町長の“鶴の一声”でスタート、背景に災害多発と募る危機感
佐用町の面積は、兵庫県の約3.7%にあたる3万744ha。その約8割、2万4,861haが森林で、ほとんどが私有林となっている。
この私有林を対象にした町有林化事業は、庵逧典章町長の「手遅れになる前に町がやる」という“鶴の一声”で始まった。
同町は、これまで何度も台風災害に見舞われてきた。とくに、2009年の台風第9号に伴う豪雨では、死者・行方不明者20名、全・半壊家屋1,700戸以上という甚大な被害が発生。放置状態の私有林が被害を拡大させた一因とされ、町を挙げて森林整備と林業振興を図り、災害に強い森林づくりを進めることが重点課題になった。
だが、長引く材価低迷や所有者不明森林の拡大などで、私有林の手入れに加速度をつけることは現実的に難しい。

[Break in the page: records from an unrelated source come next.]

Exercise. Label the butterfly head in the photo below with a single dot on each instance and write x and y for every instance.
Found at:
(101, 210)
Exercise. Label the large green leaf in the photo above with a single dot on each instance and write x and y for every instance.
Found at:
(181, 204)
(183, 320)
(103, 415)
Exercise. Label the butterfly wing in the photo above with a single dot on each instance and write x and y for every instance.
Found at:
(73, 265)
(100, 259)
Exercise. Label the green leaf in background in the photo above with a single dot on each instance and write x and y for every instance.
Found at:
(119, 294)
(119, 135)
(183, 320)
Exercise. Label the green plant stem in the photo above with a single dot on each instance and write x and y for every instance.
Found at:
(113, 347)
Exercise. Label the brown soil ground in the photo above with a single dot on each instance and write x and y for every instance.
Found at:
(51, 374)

「外国資本や町外企業などによる買収が進むと私有林の管理はもっと難しくなる」という危機感が庵逧町長の発した「手遅れになる」という言葉に込められている。
通常予算+譲与税で財源確保、土地と立木を評価して買い取り
佐用町の町有林化事業は、所有者が管理に困っている私有林を寄付または買い取りによって町が引き取るという仕組みだ。